Correct Answer: A,B,E
Rationale: For a suspected cervical spine injury, the airway should be opened with the jaw-thrust maneuver, the spine immobilized, and a cervical collar applied to prevent further injury. Logrolling or elevating feet could exacerbate the injury.
The client with a cataract tells the nurse that she is afraid of being awake during eye surgery. Which of the following responses by the nurse would be the most appropriate?
- A. Have you ever had any reactions to local anesthetics in the past?
- B. What is it that disturbs you about the idea of being awake?
- C. With a local anesthetic, you won't have nausea and vomiting after the surgery.

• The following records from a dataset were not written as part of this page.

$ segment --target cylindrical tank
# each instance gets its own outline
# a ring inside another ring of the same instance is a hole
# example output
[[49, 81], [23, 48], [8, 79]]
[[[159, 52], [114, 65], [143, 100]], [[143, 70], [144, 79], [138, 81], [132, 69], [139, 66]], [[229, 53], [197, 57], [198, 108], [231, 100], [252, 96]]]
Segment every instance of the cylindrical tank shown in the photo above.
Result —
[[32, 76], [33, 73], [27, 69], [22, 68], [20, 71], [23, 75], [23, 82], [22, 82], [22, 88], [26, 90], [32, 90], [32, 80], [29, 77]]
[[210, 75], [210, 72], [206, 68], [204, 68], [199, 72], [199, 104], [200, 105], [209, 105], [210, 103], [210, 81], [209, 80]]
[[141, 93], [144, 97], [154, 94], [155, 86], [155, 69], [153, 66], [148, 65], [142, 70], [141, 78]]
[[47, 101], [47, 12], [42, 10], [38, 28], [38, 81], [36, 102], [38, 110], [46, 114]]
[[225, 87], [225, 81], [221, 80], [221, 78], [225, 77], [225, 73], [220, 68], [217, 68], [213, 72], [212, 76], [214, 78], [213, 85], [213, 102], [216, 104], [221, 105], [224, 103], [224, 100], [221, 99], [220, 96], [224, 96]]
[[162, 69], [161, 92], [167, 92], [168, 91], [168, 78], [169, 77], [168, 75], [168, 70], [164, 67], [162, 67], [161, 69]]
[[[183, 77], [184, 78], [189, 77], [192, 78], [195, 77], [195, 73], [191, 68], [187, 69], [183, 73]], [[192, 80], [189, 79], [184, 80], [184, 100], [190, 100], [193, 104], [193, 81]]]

- D. There's really nothing to fear about being awake. You'll be given a medication that will help you relax.
Correct Answer: B
Rationale: The nurse should give a client who seems fearful of surgery an opportunity to express her feelings. Only after identifying the client's concerns can the nurse address them appropriately. Asking about previous reactions to anesthetics or discussing nausea does not address the client's fear. Minimizing the client's feelings by saying there is nothing to fear ignores her concerns.
As the nurse assists the postoperative client out of bed, the client reports having gas pains in the abdomen. Which of the following is the most effective nursing intervention to relieve this discomfort?
- A. Encourage the client to ambulate.
- B. Insert a rectal tube.
- C. Insert a nasogastric (NG) tube.
- D. Encourage the client to drink carbonated liquids.
Correct Answer: A
Rationale: Ambulation stimulates bowel motility, relieving gas pains effectively and safely.